Kampagne gegen die Parteiführung
Prange forderte ausdrücklich einen Wahlausgang, der es der AfD ermöglicht, in Magdeburg eine Alleinregierung zu bilden. Er behauptete, eine absolute Mehrheit für die AfD würde die CDU schockieren und dazu bringen, ihre Brandmauer-Politik aufzugeben, die eine formelle Zusammenarbeit zwischen den beiden politischen Kräften verbietet. In seinem Brief warf Prange der CDU-Führung vor, sich nach links zu bewegen und Bündnisse mit linken Parteien zu tolerieren. Er forderte die Absetzung von Bundeskanzler Friedrich Merz und bezeichnete ihn als Symbol einer Parteiführung, die ihr konservatives Fundament aufgegeben habe. Prange lobte zudem die tägliche Zusammenarbeit mit der AfD-Fraktion im Kreistag Stendal und argumentierte, dass lokaler Pragmatismus Schaden durch linke Politikinitiativen abgewendet habe. In Interviews zu seiner politischen Zukunft bestätigte Prange, dass er seine formelle Entfernung aus der Partei provozieren wolle.

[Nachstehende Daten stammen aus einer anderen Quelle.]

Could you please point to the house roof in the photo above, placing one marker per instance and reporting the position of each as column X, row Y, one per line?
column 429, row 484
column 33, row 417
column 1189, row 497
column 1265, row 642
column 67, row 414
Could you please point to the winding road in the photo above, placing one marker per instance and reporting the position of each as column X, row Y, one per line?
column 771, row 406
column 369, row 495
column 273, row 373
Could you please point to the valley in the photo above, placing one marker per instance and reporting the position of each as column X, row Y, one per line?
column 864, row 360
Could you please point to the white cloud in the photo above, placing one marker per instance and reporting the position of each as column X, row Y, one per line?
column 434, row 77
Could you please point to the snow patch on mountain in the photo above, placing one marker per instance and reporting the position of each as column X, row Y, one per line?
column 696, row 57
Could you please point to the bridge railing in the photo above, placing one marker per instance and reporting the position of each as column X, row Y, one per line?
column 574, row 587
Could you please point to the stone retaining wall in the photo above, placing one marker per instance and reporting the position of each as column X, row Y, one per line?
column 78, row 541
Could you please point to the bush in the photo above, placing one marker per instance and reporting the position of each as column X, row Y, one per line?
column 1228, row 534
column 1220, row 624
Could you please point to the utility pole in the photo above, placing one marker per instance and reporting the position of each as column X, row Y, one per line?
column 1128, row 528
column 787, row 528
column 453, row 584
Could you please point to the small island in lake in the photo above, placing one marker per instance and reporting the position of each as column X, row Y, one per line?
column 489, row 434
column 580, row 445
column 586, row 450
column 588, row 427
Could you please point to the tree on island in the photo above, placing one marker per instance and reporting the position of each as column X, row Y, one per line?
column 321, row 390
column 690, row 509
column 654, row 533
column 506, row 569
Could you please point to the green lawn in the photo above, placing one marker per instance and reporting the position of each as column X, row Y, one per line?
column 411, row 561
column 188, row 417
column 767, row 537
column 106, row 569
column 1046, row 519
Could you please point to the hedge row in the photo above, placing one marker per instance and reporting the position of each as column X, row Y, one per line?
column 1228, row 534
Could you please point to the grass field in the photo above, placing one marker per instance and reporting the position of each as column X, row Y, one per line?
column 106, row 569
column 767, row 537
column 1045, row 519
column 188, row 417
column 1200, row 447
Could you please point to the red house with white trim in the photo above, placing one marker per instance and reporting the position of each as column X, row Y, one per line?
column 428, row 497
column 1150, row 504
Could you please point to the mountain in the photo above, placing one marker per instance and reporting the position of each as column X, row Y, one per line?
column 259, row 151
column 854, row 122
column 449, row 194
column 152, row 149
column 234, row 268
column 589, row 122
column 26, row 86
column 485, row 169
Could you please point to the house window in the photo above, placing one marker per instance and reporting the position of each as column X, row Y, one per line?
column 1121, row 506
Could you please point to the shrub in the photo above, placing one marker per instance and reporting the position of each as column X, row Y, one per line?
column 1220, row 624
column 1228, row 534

Ich will, dass sie mich rauswerfen.
- Bernd Prange tritt in den Kreistag Stendal ein.
- Prange tritt sein Amt als Ortsbürgermeister von Altmärkische Höhe an.

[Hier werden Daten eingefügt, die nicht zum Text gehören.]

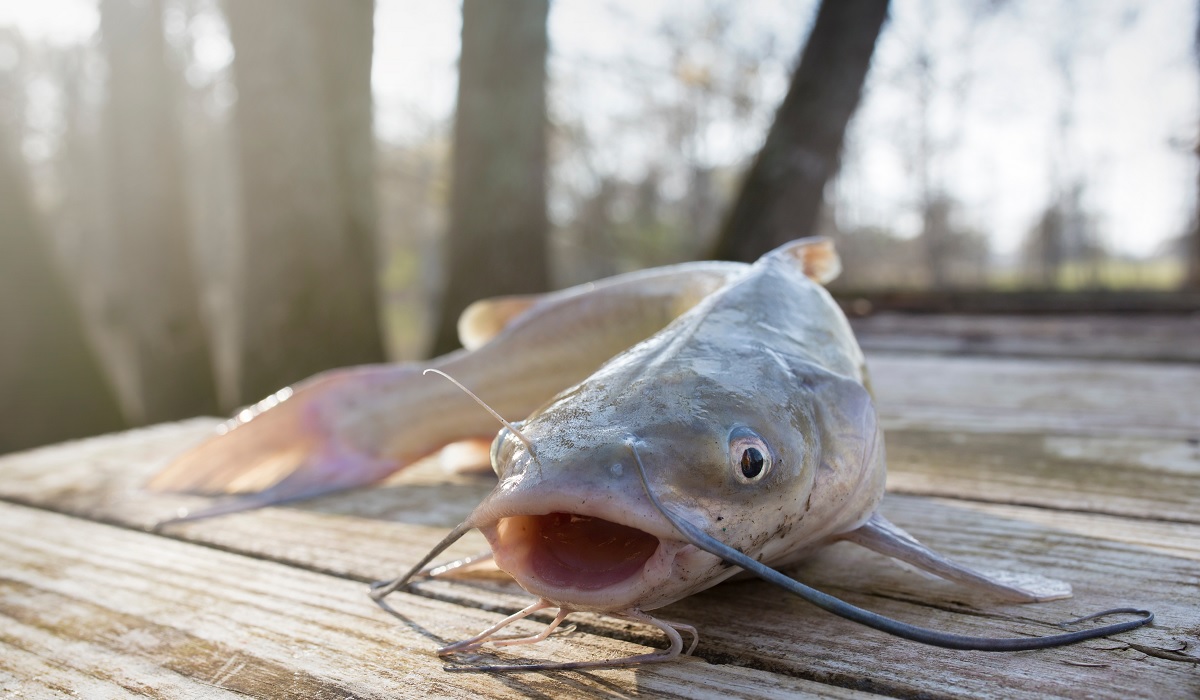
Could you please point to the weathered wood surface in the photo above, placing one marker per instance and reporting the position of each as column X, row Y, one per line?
column 1083, row 471
column 1132, row 336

- Prange veröffentlicht einen offenen Brief, in dem er Spenden von 10.000 Euro an die AfD bestätigt.
- Prange erklärt öffentlich, dass er seinen Ausschluss aus der CDU provozieren will.

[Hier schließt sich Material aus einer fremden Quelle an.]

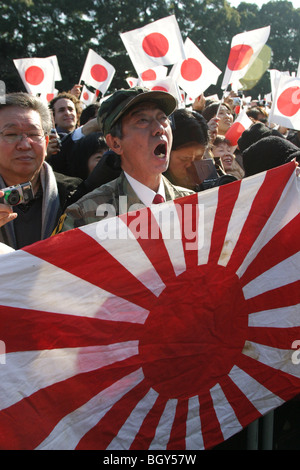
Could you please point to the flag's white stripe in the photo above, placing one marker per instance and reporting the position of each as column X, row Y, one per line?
column 286, row 209
column 260, row 397
column 71, row 429
column 281, row 359
column 123, row 246
column 285, row 317
column 26, row 372
column 167, row 219
column 227, row 418
column 280, row 275
column 209, row 201
column 242, row 207
column 193, row 438
column 129, row 430
column 36, row 284
column 163, row 430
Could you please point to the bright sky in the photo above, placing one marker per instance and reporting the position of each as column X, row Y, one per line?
column 259, row 3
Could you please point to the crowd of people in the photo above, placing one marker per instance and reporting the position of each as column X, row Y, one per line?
column 135, row 143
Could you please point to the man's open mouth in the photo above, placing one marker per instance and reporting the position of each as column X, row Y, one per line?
column 161, row 150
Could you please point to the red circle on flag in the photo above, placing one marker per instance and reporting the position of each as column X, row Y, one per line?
column 49, row 96
column 148, row 75
column 234, row 133
column 239, row 56
column 155, row 45
column 99, row 73
column 34, row 75
column 159, row 88
column 191, row 339
column 288, row 102
column 191, row 69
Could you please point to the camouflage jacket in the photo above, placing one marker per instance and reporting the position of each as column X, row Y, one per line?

- Sachsen-Anhalt hält Landtagswahlen ab.
Reaktion der Partei und Ausschlussverfahren
Die Reaktion von CDU-Funktionären auf Landes- und Bundesebene ließ nicht lange auf sich warten; Parteivertreter leiteten formelle Disziplinarschritte ein. Der CDU-Generalsekretär von Sachsen-Anhalt, Mario Karschunke, erklärte, dass die öffentliche Spende und die Unterstützungserklärung einen schwerwiegenden Verstoß gegen die Parteisatzung darstellen. Karschunke kündigte an, dass der Fall dem Kreisvorstand Stendal vorgelegt werde, der vom Landtagsabgeordneten Chris Schulenburg geleitet wird und als zuständiges Gremium für die Einleitung eines Ausschlussverfahrens fungiert.
Niemand ist gezwungen, Mitglied unserer Partei zu bleiben, wenn er ihre grundlegenden politischen Überzeugungen nicht mehr teilt.
Dennis Radtke, der Vorsitzende der CDU-Sozialausschüsse und des Arbeitnehmerflügels, schloss sich der Forderung nach sofortiger Rechenschaft an. Radtke bestand darauf, dass aktive Parteimitglieder, die für die AfD werben, der Union maximalen Schaden zufügen und ausgeschlossen werden müssen, wenn sie nicht freiwillig zurücktreten.
Wer als CDU-Mitglied zur Wahl der AfD aufruft, sollte konsequenterweise die CDU verlassen.
Hintergrund der Landtagswahl
Die Auseinandersetzung ereignet sich etwa zwei Wochen vor der Landtagswahl in Sachsen-Anhalt am 6. September 2026, bei der die CDU in regionalen Umfragen hinter der AfD zurückliegt. Der amtierende Ministerpräsident von Sachsen-Anhalt, Sven Schulze, der den CDU-Landtagswahlkampf anführt, hatte zuvor Andeutungen zurückgewiesen, dass Parteimitglieder zur AfD überlaufen oder ihr zur Machtübernahme verhelfen würden. Schulze lehnte jede politische Zusammenarbeit mit der AfD wiederholt ab und schloss aus, deren Stimmen zur Sicherung des Ministerpräsidentenamtes anzunehmen. Der Streit hat zusätzliche lokale Bedeutung, da der Landkreis Stendal auch der Heimatwahlkreis des AfD-Spitzenkandidaten Ulrich Siegmund ist. Nach der Veröffentlichung des Briefes bedankte sich die Bundes-AfD öffentlich bei Prange auf der Social-Media-Plattform X und bemerkte, dass die Spende und die Unterstützung interne Spaltungen innerhalb der Christlich Demokratischen Union offengelegt hätten.